How Can We Bring FOSS to the Virtual World?

Liam Broza

Is there room for FOSS in the AI, VR, AR, MR, ML and XR revolutions—or vice versa?

Will the free and open-source revolution end when our most personal computing happens inside the walled gardens of proprietary AI VR, AR, MR, ML and XR companies? I ask, because that's the plan.

I could see that plan when I met the Magic Leap One at IIW in October (only a few days ago as I write this). The ML1 (my abbreviation) gave me an MR (mixed reality) experience when I wore all of this:

  • Lightwear (a headset).
  • Control (a handset).
  • Lightpack (electronics in a smooth disc about the size of a saucer).

So far, all Magic Leap offers is a Creator Edition. That was the one I met. Its price is $2,295, revealed only at the end of a registration gauntlet that requires name, email address, birth date and agreement with two click-wrap contracts totaling more than 7,000 words apiece. Here's what the page with the price says you get:

Magic Leap One Creator Edition is a lightweight, wearable computer that seamlessly blends the digital and physical worlds, allowing digital content to coexist with real world objects and the people around you. It sees what you see and uses its understanding of surroundings and context to create unbelievably believable experiences.

Also recommended on the same page are a shoulder strap ($30), a USB (or USB-like) dongle ($60) and a "fit kit" ($40), bringing the full price to $2,425.

Buying all this is the cost of entry for chefs working in the kitchen, serving apps and experiences to customers paying to play inside Magic Leap's walled garden: a market Magic Leaps hopes will be massive, given an investment sum that now totals close to $2 billion.
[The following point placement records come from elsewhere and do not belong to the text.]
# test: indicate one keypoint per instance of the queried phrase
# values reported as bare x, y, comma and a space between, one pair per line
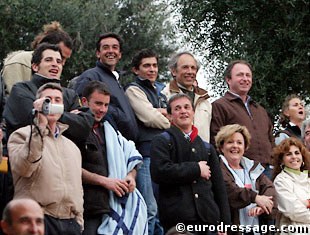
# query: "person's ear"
134, 70
84, 101
5, 227
174, 72
35, 68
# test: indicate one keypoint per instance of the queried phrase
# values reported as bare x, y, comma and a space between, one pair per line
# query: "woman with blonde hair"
251, 194
292, 183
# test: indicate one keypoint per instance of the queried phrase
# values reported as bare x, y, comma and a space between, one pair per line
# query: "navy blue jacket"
183, 194
119, 107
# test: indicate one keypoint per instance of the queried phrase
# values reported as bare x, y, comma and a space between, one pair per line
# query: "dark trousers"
91, 224
54, 226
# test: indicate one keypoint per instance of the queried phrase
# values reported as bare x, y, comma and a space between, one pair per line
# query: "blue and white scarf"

The experience it created for me, thanks to the work of one early developer, was with a school of digital fish swimming virtually in my physical world. Think of a hologram without a screen. I could walk through them, reach out and make them scatter, and otherwise interact with them. It was a nice demo, but far from anything I might crave.

But I wondered, given Magic Leap's secretive and far-advanced tech, if it could eventually make me crave things. I ask because immersive doesn't cover what this tech does. A better adjective might be invasive.